Later studies reported that the combination of buprenorphine and disulfiram (Antabuse) reduced cocaine abuse. This was published by the National Institute of Drug Abuse (NIDA).

We began prescribing disulfiram (Antabuse) to our opiate dependant patients after detoxification and naltrexone pellet placement when they reported using cocaine. Patients reported dysphoria and/or nausea when they used cocaine.

Patients presenting with a cocaine problem to whom we have prescribed disulfiram (Antabuse) and naltrexone (Revia) have reported dysphoria and/or nausea with cocaine use. They report that their cocaine use decreased. A decrease in craving for cocaine when continued on the combination of the medications has been reported.

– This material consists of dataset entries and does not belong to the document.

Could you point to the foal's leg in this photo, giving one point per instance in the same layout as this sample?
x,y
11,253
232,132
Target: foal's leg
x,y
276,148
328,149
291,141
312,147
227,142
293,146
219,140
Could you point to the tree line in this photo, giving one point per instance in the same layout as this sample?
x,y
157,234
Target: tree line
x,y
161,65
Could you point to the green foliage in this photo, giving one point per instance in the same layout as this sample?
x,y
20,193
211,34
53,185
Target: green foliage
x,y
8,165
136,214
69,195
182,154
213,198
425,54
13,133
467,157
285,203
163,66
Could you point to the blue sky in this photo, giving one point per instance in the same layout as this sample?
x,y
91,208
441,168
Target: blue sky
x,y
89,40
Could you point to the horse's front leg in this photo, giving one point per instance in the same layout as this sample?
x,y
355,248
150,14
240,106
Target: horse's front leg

Of course, this use of Antabuse (disulfiram) and naltrexone constitute off label uses of the medications. However, there is some support for their use this way in the literature as well as anecdotal reports.

Cocaine HCl is used primarily by insufflation (snorting) and by injection. Methamphetamine is used by insufflation (snorting) and by injection also. Both are also smoked in their base form as Crack (cocaine) and Ice (methamphetamine). Additionally the mechanism of action of cocaine and amphetamines is similar as well as the sensations they produce. Therefore, this medication combination, found useful in the treatment of patients with a cocaine problem, may also be useful in the treatment patients with a methamphetamine problem.

There seems to be a biological basis and there is currently no other medical treatment for cocaine abuse or methamphetamine abuse. Both medications have a wide therapeutic index when used as prescribed. A trial of this medical combination in these scenarios, cocaine or methamphetamine abuse, seems justified based upon the literature, the relative safety of the mnedications, our understanding of the similar biology of of these drugs of abuse, and anecdotal reports.